Past AFP operations have evidenced a capability to track the movements of both groups and particular individuals of interest. However, the time needed to deploy ground forces often meant such information became stale. Insurgents have also learned to track the AFP’s platoons and helicopters, and know generally how often they must move.

With a population density of about 240 persons per square kilometer, Mindanao is similar to the U.S. state of Maryland (the fifth densest). Most infantry operations thus entail advance coordination with local power centers, including well-armed but non-ISIS groups who are partners in a critical ongoing peace process. This makes surprise all but impossible to achieve.

The United States clearly hopes to employ its 15 years of experience with a much shorter kill chain. A loitering UCAV could be quickly tasked at targets identified by it or other assets. To take one example UCAV, the MQ-1 Predator’s 14-hour loiter, more than double that of the AFP’s manned OV-10 aircraft, means that just one pair can provide round-the-clock coverage within a certain radius.

The challenge will be killing only legitimate targets. The highest value targets will be employing tactics honed elsewhere, as they have to the AFP’s dismay in Marawi. These may include tactics specifically intended to undermine the political legitimacy of UCAVs and of U.S. involvement in general.

Another issue is the security of UCAV bases. U.S. personnel, facilities, and aircraft will be priority targets for ISIS. Secondary targets will be the power lines and other support.

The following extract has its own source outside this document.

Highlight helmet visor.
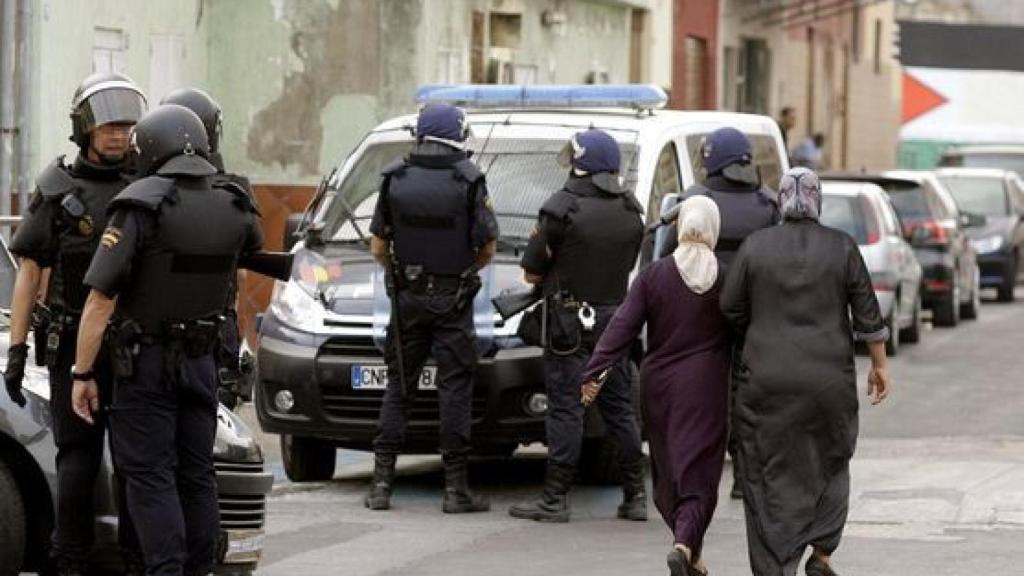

A final issue is whether UCAV missions will be limited to ISIS-affiliated fighters only. Fighting with the New People’s Army (NPA) has intensified recently, and includes clashes on Luzon, where Manila is located, and other islands.

The Duterte government can probably afford to limit any UCAVs to Mindanao. But the question it must be weighing carefully is whether it can afford to decline the United States altogether, caught as it is between stalemate in Marawi, escalation from ISIS, budgetary limits, and the passions of its own people. Duterte did not have to swallow his pride this week, because he already did so in July. Thus, when welcoming the emissary from Donald Trump, it was perhaps with resigned irony that he called himself “your humble friend in Southeast Asia.”

Blanchard E. Neuman is the pseudonym of a Philippine-based analyst of military affairs.